Bandwidth is like the number of lanes on a highway where some data is going from the internet to your computer (like streaming a movie) and other data is going from your computer to the internet (like presenting in a video conference). 


Like a highway - the more lanes available, the more cars (or data) can move through with usually faster speeds. The bandwidth available to you is determined by many things. These same factors are in place for your students and the adults in their life that are making home internet decisions. All of these and more have an impact on the quality of your online class.


  • At home, you may have a basic internet service package that gives you a few lanes, while your neighbor splurged for the multi-lane version. 

  • You may have a multi-lane premium package but also have 2 students and another adult using the lanes at the same time so it gets more crowded

  • You may have chosen a package that you agree to let the internet service provider throttle - or lower -  your speeds back in certain circumstances. Think about an on-ramp light that holds people back from getting on the freeway.


WiFi 101: What is Bandwidth? (ignore the advertising- it’s a quick overview of bandwidth)


Part 2: How Do We Ensure Quality Online Classes?

As we respond as best as possible to this unprecedented situation, we are constantly working to improve and add to our toolbox of internet solutions for students. Efforts include: 

  1. Providing information to families about broadband options including our
    Broadband Internet Service in Your Home - English, Spanish and Somali are all on the document.

  2. Connecting families who need internet support with a Social Worker, Cultural Liaison, or other District Advocate to help work through our One91 Internet for All process. This helps us identify specific family needs for district internet sponsorship.

  3. Providing hotspots to our identified students or set up the family with a Comcast account if possible.

  4. We are also working with Dakota County to identify and address housing complexes in our district that do not have access to broadband internet. This involves laying new fiber and is a long-term plan.



Part 3: Teacher Role

There are things you can do to help limit the bandwidth drain for your online class. These aren’t hard and fast rules and won’t solve every situation but the more you know about bandwidth requirements for various activities - the more likely you are to avoid lags, freezes, and drops happening by you or your students. We can’t prevent all issues but here are some suggestions.



Don’t play videos to the class while in a live class. This is a double whammy on the bandwidth needs for you and every student. It is preferable to provide the video link to students to watch before class and save the time in the live class for discussion.




We know they are cute. However,  bitmojis, animated gifs, and animations take much more bandwidth both for you and for every one of your students. If you or your students are having issues - consider what you are sharing in your virtual classroom and try to minimize the size of the data you are pushing out.


Glitches happen, bad connections on a day here or there happens. If however, you see a pattern from a specific student we will want to take action and find out what internet access they are using. You can share the following suggestions with parents.

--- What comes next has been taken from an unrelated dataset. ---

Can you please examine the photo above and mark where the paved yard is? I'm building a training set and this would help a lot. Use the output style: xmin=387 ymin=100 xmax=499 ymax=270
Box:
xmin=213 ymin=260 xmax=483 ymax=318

Suggestions for Parents and Students

Many families have internet service but there are limits per month on the amount of data or the speeds available. Some internet services will start to throttle or limit the speed of the internet if data use is over a certain amount in a billing cycle. We know not all of these options will be available to all families but some may be options for some families.


  1. Turn off all devices that are not needed during online class including checking if your phone is on wifi or cellular.  The more devices on Wifi - the more demand on the internet connection.

  2. Prioritize online class during live classes. IE. If a younger sibling is streaming a cartoon while an older student is in class - that could negatively impact the student’s connectivity. 

  3. Exit all other programs on the Chromebook to ensure that bandwidth is only used for learning

  4. If you have an ethernet connection, plug in any laptops or desktops if possible. Chromebooks may also be plugged in using an USB to Ethernet adapter and an ethernet cable.

  5. Have the student try different areas of the home

  6. Have the student move closer to the router or hotspot

  7. If using a hotspot, try moving it closer to a window or external wall, especially if there are concrete walls

  8. If using a hotspot, log out of any streaming service like Netflix or YouTube as they use data even when not watching.

  9. Upgrade internet service

  10. If you know you have low bandwidth, limit streaming non-academic content to reserve your bandwidth for class.